Os gritos do porco soavam desagradavelmente estridentes, mas após tantas pauladas, o animal finalmente silenciara. O novilho, ao contrário, morrera sem muito escândalo. Ao lado dos dois cadáveres, os sangradores se juntam e começam o esquartejamento com enormes cutelos.
O sangue dos animais é utilizado para traçar um grande triângulo na areia que cobre o porão da casa velha. Dois homens altos chegam e se colocam dentro do espaço delimitado pelo traçado. Estão nus e parecem dopados, olhando um para o outro.
Na parte mais escura do porão, outros homens se aglomeram trajando mantos sujos e encardidos com capuzes negros.

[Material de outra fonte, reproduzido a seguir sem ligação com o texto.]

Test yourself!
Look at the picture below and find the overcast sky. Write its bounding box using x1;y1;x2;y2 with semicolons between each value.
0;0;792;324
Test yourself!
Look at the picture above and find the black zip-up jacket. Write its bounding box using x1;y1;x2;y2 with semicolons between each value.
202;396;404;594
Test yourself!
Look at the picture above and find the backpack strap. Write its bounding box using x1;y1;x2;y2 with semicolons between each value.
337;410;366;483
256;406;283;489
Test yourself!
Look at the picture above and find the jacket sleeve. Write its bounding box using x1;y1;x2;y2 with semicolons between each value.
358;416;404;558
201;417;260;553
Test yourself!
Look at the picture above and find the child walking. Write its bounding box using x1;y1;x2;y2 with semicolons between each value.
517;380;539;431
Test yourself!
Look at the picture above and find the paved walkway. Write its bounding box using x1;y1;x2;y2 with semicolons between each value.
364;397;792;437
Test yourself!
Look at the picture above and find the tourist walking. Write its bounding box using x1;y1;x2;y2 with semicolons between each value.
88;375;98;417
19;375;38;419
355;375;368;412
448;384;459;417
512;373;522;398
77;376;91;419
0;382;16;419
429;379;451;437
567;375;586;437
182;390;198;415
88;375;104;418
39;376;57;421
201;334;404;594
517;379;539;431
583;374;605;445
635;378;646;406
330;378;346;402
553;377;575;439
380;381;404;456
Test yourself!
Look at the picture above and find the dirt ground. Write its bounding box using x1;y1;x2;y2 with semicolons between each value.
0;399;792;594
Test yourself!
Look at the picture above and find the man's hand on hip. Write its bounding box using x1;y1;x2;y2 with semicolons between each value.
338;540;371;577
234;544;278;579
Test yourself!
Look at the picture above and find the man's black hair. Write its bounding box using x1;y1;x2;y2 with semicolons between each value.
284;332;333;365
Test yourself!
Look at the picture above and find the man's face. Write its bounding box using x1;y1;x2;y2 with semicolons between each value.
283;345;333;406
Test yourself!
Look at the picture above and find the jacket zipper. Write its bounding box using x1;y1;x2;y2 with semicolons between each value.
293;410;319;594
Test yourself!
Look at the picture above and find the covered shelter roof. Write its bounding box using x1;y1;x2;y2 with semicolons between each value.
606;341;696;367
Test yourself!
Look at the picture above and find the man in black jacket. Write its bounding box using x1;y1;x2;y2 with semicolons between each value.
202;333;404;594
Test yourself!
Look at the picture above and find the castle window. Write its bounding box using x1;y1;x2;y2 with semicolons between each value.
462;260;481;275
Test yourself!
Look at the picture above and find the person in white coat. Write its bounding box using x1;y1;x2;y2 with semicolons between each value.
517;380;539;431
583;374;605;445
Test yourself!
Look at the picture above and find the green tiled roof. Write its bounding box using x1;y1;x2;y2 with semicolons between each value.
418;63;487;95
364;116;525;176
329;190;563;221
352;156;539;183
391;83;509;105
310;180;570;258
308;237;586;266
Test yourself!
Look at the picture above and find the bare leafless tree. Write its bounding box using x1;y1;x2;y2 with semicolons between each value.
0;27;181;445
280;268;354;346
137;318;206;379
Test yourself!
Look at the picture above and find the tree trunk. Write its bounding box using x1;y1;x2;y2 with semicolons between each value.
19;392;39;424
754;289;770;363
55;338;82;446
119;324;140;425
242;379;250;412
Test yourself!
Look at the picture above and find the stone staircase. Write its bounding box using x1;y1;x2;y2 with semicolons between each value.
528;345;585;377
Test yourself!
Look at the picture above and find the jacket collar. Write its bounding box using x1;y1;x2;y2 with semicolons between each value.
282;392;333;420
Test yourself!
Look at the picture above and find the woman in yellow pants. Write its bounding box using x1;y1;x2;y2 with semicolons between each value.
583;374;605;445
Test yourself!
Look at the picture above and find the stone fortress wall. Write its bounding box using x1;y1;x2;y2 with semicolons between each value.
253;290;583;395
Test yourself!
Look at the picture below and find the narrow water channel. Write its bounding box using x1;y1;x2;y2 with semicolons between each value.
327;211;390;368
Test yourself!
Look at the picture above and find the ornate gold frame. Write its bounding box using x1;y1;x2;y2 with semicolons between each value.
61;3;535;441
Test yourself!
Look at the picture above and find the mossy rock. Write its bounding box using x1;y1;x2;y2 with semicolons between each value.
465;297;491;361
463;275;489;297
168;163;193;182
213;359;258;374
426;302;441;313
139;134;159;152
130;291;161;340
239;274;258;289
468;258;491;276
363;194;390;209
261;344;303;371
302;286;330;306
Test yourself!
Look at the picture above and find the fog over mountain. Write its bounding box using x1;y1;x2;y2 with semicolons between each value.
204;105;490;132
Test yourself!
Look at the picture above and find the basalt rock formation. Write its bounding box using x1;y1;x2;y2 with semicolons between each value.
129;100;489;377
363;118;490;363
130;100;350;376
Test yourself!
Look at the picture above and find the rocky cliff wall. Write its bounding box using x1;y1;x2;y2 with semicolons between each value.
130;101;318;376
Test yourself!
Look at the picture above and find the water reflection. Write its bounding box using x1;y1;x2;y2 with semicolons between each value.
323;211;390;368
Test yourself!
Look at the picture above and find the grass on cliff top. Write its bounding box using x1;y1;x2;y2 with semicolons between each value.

O mais alto do grupo começa a entoar um canto lúgubre com voz de barítono. Começando com o chamamento Behemoth Rahab Leviathan Ego Audiuntur Vos, um hino em baixo latim é recitado em uníssono pelos participantes do insólito ritual. A cada repetição, o coro torna-se mais alto. Dos corpos ensangüentados começam a desprender densas colunas de vapor avermelhado, ao mesmo tempo que os dois homens circunscritos na área triangular começam a se contorcer. Músculos incham e crescem, veias saltam, o sangue é bombeado com velocidade cada vez maior. Seus corações pulsam com tanta força que o barulho retumba pelos cômodos vazios do andar subterrâneo.
Articulações estalam, à medida que ossos aumentam e se tornam sólidos como rocha, os dois pobres homens gritam e urram, repetindo a algazarra desagradável dos porcos momentos antes, a transformação se processa de forma incrivelmente rápida. O coro agora grita a plenos pulmões, e dos animais sacrificados só restam fragmentos gelatinosos espalhados pelo chão sujo.
O homem mais alto abaixa o capuz, revelando uma face pálida sem pêlos, e ergue o braço esquerdo, pedindo silêncio.
— Que o humano sinta novamente o animal que pulsa dentro de si. Que a carne sinta que é apenas carne.
O ringue improvisado vai se enchendo aos poucos. Homens de fisionomia séria vão se acomodando, enquanto a rinha vai sendo anunciada.
Apostas sendo feitas, os valores não são baixos. Algumas figuras ilustres podem ser identificadas entre os espectadores.
Os dois brutamontes finalmente despertam de seu torpor, e se engalfinham com toda fúria possível. O barulho de ossos duros como pedra retumba pela câmara, tendões fortes como aço impulsionam os corpos disformes num balé violento e homicida.
Esta ode ao embrutecimento humano e à negação do espírito vai prosseguir até o nascer do dia. No final, restarão apenas dois lutadores exaustos e massacrados, escravos de seus próprios instintos primitivos, e após uma dor incrível, restaurados à sua forma humana original. E a platéia satisfeita, saciada pelo espetáculo sangrento.
E o nefando organizador do diabólico circo se sentirá mais uma vez revigorado, e esperará pacientemente pelo próximo evento, em outro dia, em outra cidade, em outro país. Ele é o Senhor das Feras. Os milênios vêm e vão, e ele continua ali, à espreita.